(Formerly The Modal Analysis and Controls Laboratory)
The Structural Dynamics and Acoustic Systems Laboratory (SDASL) focuses on research related to analytical and experimental problems in the areas of structural and acoustic systems. The main thrust of the SDASL is to develop, employ and improve techniques to solve these problems using analytical approaches that are verified through experimental techniques.
The SDASL is well equipped to conduct structural dynamic, acoustical, modal analysis, and control system experiments and modeling. This lab is directly under the supervision of the principal investigators Murat Inalpolat and Christopher Niezrecki.
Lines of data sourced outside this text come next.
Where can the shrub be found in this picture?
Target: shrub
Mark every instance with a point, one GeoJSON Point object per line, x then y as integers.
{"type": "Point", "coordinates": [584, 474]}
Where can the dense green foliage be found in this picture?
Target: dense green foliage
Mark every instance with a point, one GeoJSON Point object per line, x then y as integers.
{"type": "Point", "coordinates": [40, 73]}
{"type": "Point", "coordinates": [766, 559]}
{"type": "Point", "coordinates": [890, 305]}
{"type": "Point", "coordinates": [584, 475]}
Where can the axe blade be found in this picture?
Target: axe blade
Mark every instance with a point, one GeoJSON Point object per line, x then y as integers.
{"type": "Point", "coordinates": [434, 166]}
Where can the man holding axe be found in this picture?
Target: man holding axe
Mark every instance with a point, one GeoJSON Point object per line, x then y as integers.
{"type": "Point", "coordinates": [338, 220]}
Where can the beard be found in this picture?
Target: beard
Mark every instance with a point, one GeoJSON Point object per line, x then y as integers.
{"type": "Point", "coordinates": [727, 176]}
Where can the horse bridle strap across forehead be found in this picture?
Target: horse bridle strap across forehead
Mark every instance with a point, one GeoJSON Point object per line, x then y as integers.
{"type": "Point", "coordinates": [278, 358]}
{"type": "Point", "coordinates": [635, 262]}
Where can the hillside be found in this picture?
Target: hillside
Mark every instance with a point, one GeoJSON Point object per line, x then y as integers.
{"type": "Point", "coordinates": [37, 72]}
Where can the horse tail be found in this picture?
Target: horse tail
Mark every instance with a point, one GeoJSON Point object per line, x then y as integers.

The Structural Dynamics and Acoustic Systems Laboratory (SDASL) at the University of Massachusetts Lowell was formed to address analytical and experimental problems for structural and acoustic systems. The new lab has been formed from two separate entities from two separate organizations.
The Modal Analysis and Controls Laboratory (MACL), headed by Peter Avitabile, D.Eng., has been in existence at the University of Massachusetts Lowell concentrating on analytical and experimental modeling. Christopher Niezrecki, Ph.D., headed up the Smart Structures and Acoustics Laboratory at the University of Florida. When Niezrecki joined the University of Massachusetts Lowell in 2004, a new combined laboratory was formed. The Structural Dynamics and Acoustic Systems Laboratory has significant capabilities to address many problems in these areas. In 2014, Murat Inalpolat, Ph.D. joined the lab and added capabilities related to structural health monitoring, rotating machinery, and nonlinear dynamics. In 2015, Zhu Mao, Ph.D., joined the lab and added more capability related to data mining and decision making for structural health monitoring.
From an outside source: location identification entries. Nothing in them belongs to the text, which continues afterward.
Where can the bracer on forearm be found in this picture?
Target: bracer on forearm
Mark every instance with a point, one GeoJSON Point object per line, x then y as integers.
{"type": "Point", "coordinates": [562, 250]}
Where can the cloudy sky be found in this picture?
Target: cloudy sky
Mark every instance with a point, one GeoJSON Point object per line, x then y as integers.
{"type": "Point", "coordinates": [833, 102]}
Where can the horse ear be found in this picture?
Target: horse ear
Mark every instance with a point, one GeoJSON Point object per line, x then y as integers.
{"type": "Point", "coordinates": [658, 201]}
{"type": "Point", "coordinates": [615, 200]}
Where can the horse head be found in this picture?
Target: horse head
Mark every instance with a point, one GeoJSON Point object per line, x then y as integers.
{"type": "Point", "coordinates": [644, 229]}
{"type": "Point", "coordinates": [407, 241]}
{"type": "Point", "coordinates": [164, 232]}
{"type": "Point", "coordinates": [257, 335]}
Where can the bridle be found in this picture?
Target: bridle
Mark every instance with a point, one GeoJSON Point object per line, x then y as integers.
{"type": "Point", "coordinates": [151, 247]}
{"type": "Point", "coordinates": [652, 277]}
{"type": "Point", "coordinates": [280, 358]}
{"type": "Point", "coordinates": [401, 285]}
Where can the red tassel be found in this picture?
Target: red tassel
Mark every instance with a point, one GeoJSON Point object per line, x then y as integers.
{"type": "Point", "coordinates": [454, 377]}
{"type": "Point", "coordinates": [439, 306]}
The Modal Analysis and Controls Laboratory (MACL) was initially started by Professors John C. O’Callahan and G. Dudley Shepard in the late 1970s. John focused more on the analytical aspects of the research in the lab while Dudley focused on the experimental aspects of the lab; they introduced some early finite element and structural dynamic modeling tools along with experimental modal analysis techniques in one of the early graduate courses ever offered in the this newly developing and expanding area of research. The early facilities of the lab consisted of access to mainframe computers and some of the very early FFT analyzers. Some early research contracts started the efforts in the lab.
In the late 1970s, they wrote several papers that were presented at the First International Modal Analysis Conference. In fact, the lab has been extremely active and has written numerous papers at all of the IMAC conferences ever since the first conference; over 200 papers have been written over the years for the SEM/IMAC conference alone.
In the early 1980s, the facilities expanded with some state of the art mini-computers and more sophisticated dual channel FFT analyzers with very early experimental modal analysis hardware and software.
In 1985, Peter Avitabile joined the MACL Lab to help further promote the research of the lab and to further merge the analytical and experimental approaches to address perplexing structural dynamic problems with a new vision of combining these techniques; that agenda still persists today and the lab is well known for their contributions in this field. The lab developed software tools for structural dynamic modeling and also offered industry seminars for this very special area of structural dynamic modeling.
During the 1980s, 1990s and 2000s, the MACL Lab grew and became well known for the contributions to the structural dynamics and experimental modal analysis community. This is clearly evidenced by the IMAC Conference paper contributions, industry seminars and research in the lab. Dudley Shepard retired in the 1990s and John O’Callahan retired in early 2000 while Pete continued the lab research and activities.
Peter Avitabile continues on in the SDASL lab and has worked in this field for over four decades still with the emphasis on blending analytical and experimental techniques to address complicated structural dynamic problems.